SLINGSHOT

LABA IS NAMED ONE OF AMERICA’S  TOP 82 INNOVATIVE JEWISH ORGANIZATIONS
Tenth Annual Slingshot Guide Highlights the Best of the Thriving Jewish Nonprofit World

selected-national guide slingshot-14-15LABA: A Laboratory for Jewish Culture has been named one of North America’s top 82 innovative Jewish organizations in the tenth annual Slingshot Guide. Selected from among hundreds of finalists reviewed by 112 professionals with expertise in grant-making and Jewish communal life, the Guide chose LABA because of our cutting-edge work combining contemporary culture and ancient texts. 

The Guide has become a go-to resource for volunteers, activists and donors looking for new opportunities and projects that, through their innovative nature, will ensure the Jewish community remains relevant and thriving.

The organizations included in the Guide are driving the future of Jewish life and engagement by motivating new audiences to participate in their work and responding to the needs of individuals and communities – both within and beyond the Jewish community – as never before.

LABA is under the artistic direction of theater director Ronit Muszkatblit and writer Elissa Strauss.

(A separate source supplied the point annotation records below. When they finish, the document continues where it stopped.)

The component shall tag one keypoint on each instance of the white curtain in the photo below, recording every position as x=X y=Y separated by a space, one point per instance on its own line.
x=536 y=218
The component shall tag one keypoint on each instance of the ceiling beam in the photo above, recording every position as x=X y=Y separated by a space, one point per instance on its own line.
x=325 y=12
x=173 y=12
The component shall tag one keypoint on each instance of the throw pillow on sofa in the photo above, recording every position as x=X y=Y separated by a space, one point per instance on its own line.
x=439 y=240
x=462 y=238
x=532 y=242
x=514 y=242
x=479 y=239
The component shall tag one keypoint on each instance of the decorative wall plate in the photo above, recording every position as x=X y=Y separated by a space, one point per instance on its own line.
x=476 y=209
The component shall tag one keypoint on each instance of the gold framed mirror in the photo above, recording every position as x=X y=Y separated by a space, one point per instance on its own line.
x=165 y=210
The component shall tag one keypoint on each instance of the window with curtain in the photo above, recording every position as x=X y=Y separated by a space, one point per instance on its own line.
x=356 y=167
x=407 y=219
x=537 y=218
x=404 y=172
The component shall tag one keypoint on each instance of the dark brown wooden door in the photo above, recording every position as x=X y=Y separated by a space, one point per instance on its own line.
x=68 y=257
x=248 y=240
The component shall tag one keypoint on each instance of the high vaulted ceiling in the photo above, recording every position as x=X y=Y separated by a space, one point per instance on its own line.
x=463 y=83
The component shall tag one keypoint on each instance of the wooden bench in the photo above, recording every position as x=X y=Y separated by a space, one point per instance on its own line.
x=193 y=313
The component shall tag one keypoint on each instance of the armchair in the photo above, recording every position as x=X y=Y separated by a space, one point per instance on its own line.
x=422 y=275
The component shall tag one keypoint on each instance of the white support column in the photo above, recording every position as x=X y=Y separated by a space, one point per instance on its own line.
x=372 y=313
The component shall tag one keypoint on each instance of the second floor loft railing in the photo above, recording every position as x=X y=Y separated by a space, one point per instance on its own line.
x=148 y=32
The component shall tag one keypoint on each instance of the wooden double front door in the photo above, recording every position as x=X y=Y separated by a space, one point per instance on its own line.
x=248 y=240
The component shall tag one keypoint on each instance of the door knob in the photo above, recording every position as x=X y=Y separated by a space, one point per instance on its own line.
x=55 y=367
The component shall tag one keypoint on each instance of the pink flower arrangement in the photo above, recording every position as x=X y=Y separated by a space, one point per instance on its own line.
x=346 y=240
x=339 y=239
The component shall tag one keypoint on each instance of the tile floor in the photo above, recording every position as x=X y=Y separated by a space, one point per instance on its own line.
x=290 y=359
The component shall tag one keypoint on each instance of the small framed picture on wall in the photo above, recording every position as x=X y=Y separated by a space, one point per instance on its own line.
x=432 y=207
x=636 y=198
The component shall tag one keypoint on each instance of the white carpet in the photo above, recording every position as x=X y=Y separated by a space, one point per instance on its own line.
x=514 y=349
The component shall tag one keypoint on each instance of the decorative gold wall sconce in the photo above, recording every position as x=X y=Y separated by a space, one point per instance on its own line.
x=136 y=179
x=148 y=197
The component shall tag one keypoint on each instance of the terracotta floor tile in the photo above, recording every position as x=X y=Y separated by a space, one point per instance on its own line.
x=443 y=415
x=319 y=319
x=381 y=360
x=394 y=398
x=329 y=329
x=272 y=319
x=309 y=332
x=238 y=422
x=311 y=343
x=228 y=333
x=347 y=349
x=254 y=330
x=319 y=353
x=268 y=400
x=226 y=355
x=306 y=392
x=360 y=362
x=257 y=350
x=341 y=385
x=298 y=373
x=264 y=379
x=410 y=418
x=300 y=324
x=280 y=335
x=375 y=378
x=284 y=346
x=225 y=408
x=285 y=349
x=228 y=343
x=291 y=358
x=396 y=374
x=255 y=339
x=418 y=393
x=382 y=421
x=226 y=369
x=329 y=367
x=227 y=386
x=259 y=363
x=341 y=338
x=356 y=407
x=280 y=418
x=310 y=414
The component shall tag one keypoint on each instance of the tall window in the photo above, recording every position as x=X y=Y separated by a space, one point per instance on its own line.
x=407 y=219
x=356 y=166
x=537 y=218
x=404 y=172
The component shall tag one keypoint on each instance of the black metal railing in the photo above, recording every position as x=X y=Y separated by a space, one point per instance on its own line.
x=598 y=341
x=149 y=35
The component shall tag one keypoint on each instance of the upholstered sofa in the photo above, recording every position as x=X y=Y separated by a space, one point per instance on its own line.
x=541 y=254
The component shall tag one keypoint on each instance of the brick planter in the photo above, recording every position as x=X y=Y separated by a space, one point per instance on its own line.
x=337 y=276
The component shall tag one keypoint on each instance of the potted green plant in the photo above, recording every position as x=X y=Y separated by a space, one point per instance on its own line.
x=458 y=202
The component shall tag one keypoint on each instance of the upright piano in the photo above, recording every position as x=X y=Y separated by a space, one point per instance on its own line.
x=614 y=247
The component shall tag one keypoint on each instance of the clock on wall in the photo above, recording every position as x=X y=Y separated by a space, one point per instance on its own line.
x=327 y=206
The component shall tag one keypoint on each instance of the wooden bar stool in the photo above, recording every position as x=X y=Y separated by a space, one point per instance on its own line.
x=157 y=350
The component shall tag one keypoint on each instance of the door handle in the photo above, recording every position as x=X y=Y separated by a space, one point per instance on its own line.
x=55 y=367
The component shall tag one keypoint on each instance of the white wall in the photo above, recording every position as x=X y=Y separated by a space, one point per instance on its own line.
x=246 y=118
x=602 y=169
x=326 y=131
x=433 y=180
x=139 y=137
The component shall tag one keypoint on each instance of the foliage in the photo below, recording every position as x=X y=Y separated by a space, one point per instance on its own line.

Work created through LABA has gone on to appear at the Brooklyn Academy of Music, published in the New Yorker, and shown in prominent art and theater festivals around the world.

We could say more about why we think LABA special, but we thought it would be best to let our artist fellows explain for themselves.

“In many ways, LABA gave a small dose of the sense of community and the fundamental tenets of Jewish religious life that seems inauthentic in many of the 21st century Jewish communities in the USA that I have experienced. LABA authentically and unselfconsciously united community with spiritual thinking in an informal yet rigorous way. It felt seamless. I can’t thank you enough for providing that opportunity.”

Anita Glesta, Visual Artist and LABA Fellow (2011-2012)

What I enjoyed most about LABA, aside from the kinetic combination of creative personalities, was the study of surreal, absurd, horrific and/or maddening texts shorn of the moralistic mumbo jumbo that is traditionally used to desiccate Jewish literature.  The educators dove into ancient texts and grabbed the essential hyperreal, contradictory and captivating narratives at their heart, making connections between texts that illuminated themes, contexts and the best and worst kinds of perversions.  We were left with sketches and stories that provided an amazing foundation for all kinds of creativity.

Eli Valley, Graphic Novelist and LABA Fellow (2012-2013)

LABA was a very meaningful experience for me. I think of myself as being very Jewish internally but in a non-American way. … I was born in Russia and had no Jewish education. Hence I express my Jewishness through intellectualism rather than ritual observance, and also through certain psychological attitudes. I do a lot with numbers. I do a lot with philosophy of language. When I go to services (on the High Holy Days) I am off on the side because I can’t read Hebrew and I don’t know prayers–and even if I knew prayers, it’s not like I can say them and mean them simultaneously–but also because I find it hard to assimilate myself into the congregation. I find such alienation painful. I’ve always wanted to be a part of a Jewish community, and especially to be a member of a study group. LABA made that possible: it was really exhilarating for me to come every third Monday and to take part in the study sessions with my peers. At the same time, I feel I benefited artistically both from exposure to their work and also from the [work I generated], which made me try new linguistic constraints and look at my writing from a new angle. Finally, as a professor, I really appreciated how the LABA instructors worked with textual interpretation. Their exegetic techniques, very different from what I am used to, showed me how to use imagination while performing close reading and exposed me to criteria and models of rigor that struck me as very fruitful.